A Haber'de yayınlanan Memleket Meselesi programına konuk olan Prof. Dr. Burhanettin Duran, son 100 yılda Türkiye'nin yaşadıklarını anlattı.
SETA Genel Koordinatörü Prof. Dr. Burhanettin Duran şu ifadeleri kullandı:
Türkiye Cumhuriyeti'nin bir yüzyılının neleri yapabildiği, neleri yapamadığı, hangi kazanımları temin ettiğimizle ilgili bütün bunların hepsini konuşacağımız ve tabii ki cumhuriyetin sahibi olarak gurur duyduğumuz, milletçe sevindiğimiz, övünç duyduğumuz bir dönemi yaşayacağız. Bu açıdan da 2023'ün çok önemli olduğu kanaatindeyim, sadece bir seçim olmayacak Türkiye'nin çok önemli kritik kararları verdiği bir 100. Yıl olacak.

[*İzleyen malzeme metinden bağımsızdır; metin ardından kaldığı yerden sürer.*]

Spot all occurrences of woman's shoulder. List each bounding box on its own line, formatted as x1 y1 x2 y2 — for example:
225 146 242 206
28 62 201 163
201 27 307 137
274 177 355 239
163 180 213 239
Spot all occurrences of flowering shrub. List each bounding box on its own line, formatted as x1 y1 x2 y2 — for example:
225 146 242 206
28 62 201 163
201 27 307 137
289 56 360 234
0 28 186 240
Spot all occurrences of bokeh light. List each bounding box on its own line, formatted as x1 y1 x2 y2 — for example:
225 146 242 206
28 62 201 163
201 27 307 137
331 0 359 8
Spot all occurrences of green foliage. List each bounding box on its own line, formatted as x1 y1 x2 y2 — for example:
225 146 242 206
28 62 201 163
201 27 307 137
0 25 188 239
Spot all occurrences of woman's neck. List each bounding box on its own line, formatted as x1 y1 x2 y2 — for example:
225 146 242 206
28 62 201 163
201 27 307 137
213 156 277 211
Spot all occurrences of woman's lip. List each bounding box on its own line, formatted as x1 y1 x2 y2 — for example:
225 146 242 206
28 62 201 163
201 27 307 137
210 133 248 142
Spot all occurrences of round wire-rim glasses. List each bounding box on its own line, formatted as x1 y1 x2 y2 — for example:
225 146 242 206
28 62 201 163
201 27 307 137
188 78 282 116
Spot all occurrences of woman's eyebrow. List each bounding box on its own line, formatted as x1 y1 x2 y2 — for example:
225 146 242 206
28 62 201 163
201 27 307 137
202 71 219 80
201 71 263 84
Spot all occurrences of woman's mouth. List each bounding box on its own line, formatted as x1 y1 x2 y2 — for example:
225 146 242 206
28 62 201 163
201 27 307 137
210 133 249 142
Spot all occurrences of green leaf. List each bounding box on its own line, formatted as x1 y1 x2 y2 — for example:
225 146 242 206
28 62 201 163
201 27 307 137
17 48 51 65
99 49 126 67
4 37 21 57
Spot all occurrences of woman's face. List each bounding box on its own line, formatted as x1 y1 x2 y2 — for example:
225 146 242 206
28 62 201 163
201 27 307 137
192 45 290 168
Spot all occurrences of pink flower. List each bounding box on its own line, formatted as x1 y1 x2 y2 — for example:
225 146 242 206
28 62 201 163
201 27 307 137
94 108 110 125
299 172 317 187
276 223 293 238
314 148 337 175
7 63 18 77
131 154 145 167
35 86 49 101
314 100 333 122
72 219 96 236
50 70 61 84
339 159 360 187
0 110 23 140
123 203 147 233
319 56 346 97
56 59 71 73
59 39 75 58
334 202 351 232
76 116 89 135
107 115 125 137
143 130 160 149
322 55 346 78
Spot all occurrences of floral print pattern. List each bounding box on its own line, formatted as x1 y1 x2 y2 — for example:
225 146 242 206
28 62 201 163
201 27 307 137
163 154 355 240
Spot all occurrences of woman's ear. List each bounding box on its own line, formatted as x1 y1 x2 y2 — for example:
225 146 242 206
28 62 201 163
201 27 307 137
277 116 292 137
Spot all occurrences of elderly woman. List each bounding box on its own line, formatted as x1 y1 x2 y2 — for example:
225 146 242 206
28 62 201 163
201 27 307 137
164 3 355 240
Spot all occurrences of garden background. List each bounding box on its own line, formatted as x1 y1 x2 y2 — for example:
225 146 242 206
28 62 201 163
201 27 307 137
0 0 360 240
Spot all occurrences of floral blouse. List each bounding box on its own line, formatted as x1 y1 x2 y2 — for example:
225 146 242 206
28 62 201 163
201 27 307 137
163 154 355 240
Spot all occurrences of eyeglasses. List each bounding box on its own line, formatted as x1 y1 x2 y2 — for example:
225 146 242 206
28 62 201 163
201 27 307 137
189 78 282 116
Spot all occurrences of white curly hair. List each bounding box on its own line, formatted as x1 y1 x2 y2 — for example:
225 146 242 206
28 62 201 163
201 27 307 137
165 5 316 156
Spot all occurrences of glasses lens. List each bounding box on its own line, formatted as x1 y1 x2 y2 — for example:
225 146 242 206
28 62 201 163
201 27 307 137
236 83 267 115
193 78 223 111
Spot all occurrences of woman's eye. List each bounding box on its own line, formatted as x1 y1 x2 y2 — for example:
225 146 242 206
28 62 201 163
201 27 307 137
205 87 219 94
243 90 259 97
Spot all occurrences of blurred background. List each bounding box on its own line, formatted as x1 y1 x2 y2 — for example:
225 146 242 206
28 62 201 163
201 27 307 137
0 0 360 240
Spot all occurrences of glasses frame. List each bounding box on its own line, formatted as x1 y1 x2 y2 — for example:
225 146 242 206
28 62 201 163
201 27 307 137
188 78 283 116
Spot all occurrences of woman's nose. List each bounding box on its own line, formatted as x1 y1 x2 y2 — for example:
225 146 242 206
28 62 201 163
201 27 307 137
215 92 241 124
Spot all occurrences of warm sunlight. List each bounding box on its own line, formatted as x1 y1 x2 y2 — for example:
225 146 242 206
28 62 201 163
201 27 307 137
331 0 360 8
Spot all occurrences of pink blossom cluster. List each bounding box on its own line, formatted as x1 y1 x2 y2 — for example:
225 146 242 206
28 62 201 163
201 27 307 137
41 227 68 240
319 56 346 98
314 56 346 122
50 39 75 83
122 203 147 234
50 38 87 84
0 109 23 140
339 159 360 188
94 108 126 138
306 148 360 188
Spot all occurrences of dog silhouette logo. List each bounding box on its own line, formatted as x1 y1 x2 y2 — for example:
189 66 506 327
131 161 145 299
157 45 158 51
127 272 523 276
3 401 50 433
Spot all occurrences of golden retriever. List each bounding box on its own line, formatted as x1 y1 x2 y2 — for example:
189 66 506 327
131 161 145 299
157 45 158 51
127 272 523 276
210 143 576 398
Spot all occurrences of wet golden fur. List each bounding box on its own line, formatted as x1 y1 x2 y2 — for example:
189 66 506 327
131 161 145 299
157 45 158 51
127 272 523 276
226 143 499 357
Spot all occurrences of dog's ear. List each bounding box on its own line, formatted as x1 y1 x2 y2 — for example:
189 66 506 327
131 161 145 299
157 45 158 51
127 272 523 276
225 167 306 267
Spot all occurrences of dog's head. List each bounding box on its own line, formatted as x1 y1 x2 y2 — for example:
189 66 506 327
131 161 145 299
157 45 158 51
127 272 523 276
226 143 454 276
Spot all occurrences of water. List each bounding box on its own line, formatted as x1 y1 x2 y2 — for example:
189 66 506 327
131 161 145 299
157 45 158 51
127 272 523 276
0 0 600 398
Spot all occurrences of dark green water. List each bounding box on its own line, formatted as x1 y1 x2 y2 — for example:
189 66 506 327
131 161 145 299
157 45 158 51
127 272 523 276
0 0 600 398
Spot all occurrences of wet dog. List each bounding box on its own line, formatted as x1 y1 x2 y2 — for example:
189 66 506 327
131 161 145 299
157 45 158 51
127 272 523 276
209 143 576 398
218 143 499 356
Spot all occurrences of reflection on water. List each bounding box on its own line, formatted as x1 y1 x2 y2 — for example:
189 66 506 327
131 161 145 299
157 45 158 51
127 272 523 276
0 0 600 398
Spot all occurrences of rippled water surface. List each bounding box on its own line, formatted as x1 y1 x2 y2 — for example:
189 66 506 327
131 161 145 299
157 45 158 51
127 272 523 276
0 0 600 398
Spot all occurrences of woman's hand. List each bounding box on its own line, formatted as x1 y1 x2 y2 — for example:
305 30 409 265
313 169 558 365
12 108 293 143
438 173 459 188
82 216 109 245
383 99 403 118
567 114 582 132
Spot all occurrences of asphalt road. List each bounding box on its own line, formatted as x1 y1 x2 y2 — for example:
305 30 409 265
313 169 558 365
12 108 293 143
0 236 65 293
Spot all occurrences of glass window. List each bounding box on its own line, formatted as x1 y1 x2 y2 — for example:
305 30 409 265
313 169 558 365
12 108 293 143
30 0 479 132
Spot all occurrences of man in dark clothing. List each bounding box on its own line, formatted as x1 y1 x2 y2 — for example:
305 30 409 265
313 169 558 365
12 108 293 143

100 YIL ÖNCE OLDUĞU GİBİ BUGÜN DE ÇOK ÖNEMLİ BİR JEOPOLİTİK DEĞİŞİM VAR
Uluslararası ilişkiler açısından tarihsel bir karşılaştırma yapalım; 97 yıl önce dünya neredeydi? 1.Dünya Savaşı'nın sonu gelmişti ve bu 1.Dünya Savaşı'nın sonu aslında Osmanlı'nın bölüşülmesi anlamına geliyordu. Çok sayıda devletin Osmanlı'dan parçalanarak, aslına bakarsanız bir devlet olarak değil de bir manda olarak kurulduğu bir dönem. Türkiye Cumhuriyeti'nin ise kendisine yapılan bu hamleleri, Sevr'i, Mondros'u orada dayatılan haritaları yırtarak bir destan yazdığı dönemdi. Misak-ı Milli sınırlarının bir kısmını alamamış olsak da Türkiye çok önemli bir irade ortaya koydu. Elde edilen şeyin çok önemli olduğunu biliyoruz ama dünya nasıl bir yerdi diye baktığımızda; bugüne dönelim. Bugün de yine dünyada çok önemli bir jeopolitik değişim var. Kovid-19'un getirdiği belirsizlikle beraber hızlanan bir yeni dünya düzensizliği yaşıyoruz. Büyük güçlerin rekabetinden bahsediyoruz. ABD'nin Obama döneminin sonunda başlayarak ama Trump döneminde özellikle daha da netleşen bir 'önce Amerika' yaklaşımı var. Yani küresel sorumlulukları üstlenmeyen bir yaklaşım. Büyük güçlerin kendi aralarındaki rekabetlerini ortaya çıkaran bir dünyaya gidiyoruz, bu dünya evet bir tarafıyla rekabetin olduğu ama bir tarafıyla da iş birliğinin olduğu belirsiz bir dünya.
TÜRKİYE'NİN ÇOK ÖNEMLİ İDDİALARI VAR
Bu dönemde Türkiye'nin çok önemli iddiaları var. Böyle baktığımızda, Türkiye; Suriye'de, Irak'ta iki tane iç savaşla onların etkileriyle uğraşıyor. Kendi sınırlarında bir PKK/YPG terör örgütü kurulmasını engelleyen bir mücadele ortaya koyuyor. Yine Doğu Akdeniz'de Türkiye'yi Antalya Körfezi'ne sıkıştırmak isteyen bir maksimalist bir yaklaşımla karşı karşıya. Bunun Yunanistan ve Güney Kıbrıs tarafından değil sadece Fransa gibi birtakım Avrupa ülkeleri tarafından da desteklendiği bir dönemdeyiz. Yine Libya'da Türkiye çok önemli bir inisiyatif alarak bu çemberi kırmaya çalışıyor. Yine bir bakıyorsunuz; Dağlık Karabağ'da bir çatışma çıktığında, Azerbaycan'ın işgal altındaki toprakları söz konusu olduğunda yine Türkiye var.